A l’égard de l’ombre de l’âne, ils prétendent qu’on disoit ce proverbe, quand on vouloit parler de ces sortes de gens qui sont curieux de savoir des bagatelles, et qui négligent de s’instruire des choses nécessaires. Voici ce qui y a donné lieu. Un jour Démosthêne plaidant une cause pour un homme accusé d’un crime capital, et voyant que les juges n’avoient aucune attention à son discours, il s’avisa de leur dire : Messieurs, un jeune homme avoit loué un âne pour aller en quelque endroit ; comme il étoit en chemin, il voulut se reposer quelque temps, pendant la grande chaleur du jour, et se coucha à l’ombre de l’âne. L’ânier qui le conduisoit s’y opposa, lui disant, qu’il lui avoit loué son âne, à la vérité, mais qu’il ne lui avoit pas loué l’ombre de son âne ; et, sur cela, il appella le jeune homme en justice.
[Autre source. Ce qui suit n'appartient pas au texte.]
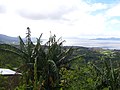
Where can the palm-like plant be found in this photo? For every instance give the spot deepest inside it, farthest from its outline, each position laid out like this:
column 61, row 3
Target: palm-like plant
column 48, row 59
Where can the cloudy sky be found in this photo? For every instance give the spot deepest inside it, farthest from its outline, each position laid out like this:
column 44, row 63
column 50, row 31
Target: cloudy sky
column 66, row 18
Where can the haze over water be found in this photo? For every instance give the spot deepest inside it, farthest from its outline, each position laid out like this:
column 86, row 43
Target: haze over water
column 106, row 44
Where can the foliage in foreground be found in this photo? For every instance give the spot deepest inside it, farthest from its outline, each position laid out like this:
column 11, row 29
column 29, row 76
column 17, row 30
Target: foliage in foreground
column 53, row 67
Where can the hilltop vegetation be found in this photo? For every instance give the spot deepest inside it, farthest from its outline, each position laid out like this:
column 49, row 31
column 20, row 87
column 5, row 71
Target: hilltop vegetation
column 56, row 67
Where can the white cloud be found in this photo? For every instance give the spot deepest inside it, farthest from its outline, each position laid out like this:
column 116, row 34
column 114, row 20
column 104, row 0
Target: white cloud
column 62, row 17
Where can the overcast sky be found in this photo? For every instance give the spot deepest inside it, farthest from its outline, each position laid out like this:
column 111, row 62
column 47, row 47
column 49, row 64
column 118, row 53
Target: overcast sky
column 66, row 18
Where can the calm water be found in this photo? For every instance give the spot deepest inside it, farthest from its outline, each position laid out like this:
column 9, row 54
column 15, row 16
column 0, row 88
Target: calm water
column 106, row 44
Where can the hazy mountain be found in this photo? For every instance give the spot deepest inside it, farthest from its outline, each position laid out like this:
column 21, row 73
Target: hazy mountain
column 112, row 38
column 8, row 39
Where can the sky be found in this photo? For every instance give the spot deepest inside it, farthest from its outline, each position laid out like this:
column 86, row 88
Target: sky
column 65, row 18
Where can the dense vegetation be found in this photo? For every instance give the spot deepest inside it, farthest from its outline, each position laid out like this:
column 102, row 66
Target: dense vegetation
column 53, row 66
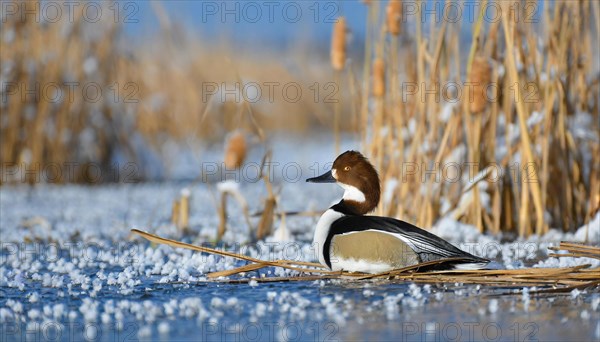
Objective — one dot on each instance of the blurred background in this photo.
(498, 99)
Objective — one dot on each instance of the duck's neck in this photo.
(356, 202)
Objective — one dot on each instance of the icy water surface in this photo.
(70, 271)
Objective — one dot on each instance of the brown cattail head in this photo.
(235, 150)
(378, 77)
(338, 44)
(480, 78)
(394, 16)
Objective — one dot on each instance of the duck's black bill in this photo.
(327, 177)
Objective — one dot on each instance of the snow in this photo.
(67, 256)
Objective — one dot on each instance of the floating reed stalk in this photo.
(338, 44)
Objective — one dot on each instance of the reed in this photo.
(235, 150)
(338, 61)
(526, 88)
(555, 279)
(338, 44)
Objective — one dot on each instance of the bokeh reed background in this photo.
(514, 89)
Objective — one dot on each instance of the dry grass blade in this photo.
(283, 264)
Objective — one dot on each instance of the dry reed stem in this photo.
(338, 44)
(394, 17)
(184, 210)
(525, 140)
(235, 150)
(480, 77)
(378, 78)
(175, 212)
(569, 276)
(222, 217)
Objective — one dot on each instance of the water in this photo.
(70, 271)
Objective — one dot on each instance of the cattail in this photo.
(378, 78)
(394, 16)
(480, 77)
(235, 151)
(338, 44)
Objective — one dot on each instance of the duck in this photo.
(347, 239)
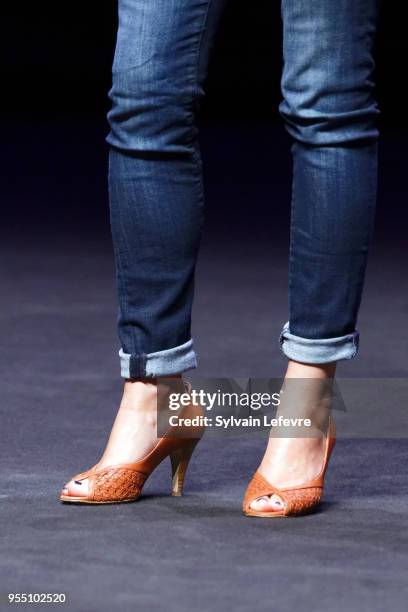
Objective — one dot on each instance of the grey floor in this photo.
(60, 387)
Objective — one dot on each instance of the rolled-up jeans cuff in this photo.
(162, 363)
(323, 350)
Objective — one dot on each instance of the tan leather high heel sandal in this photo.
(297, 500)
(124, 482)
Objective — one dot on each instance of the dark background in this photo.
(56, 60)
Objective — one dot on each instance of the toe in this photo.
(261, 504)
(274, 503)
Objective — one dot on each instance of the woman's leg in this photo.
(156, 202)
(330, 111)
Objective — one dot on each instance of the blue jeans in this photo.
(155, 179)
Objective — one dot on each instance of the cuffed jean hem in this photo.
(163, 363)
(323, 350)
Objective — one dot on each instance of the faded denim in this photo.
(155, 177)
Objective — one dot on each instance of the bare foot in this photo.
(292, 461)
(134, 432)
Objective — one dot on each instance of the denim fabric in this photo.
(155, 179)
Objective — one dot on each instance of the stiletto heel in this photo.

Démosthêne s’arrêta en cet endroit, et remarqua que toute l’assistance étoit fort attentive à ce récit. Quoi ! Messieurs, reprit-il en s’écriant, vous prêtez l’oreille à des bagatelles, et vous n’écoutez pas une affaire où il s’agit de la vie d’un homme.


Fin des Remarques du neuvième Livre.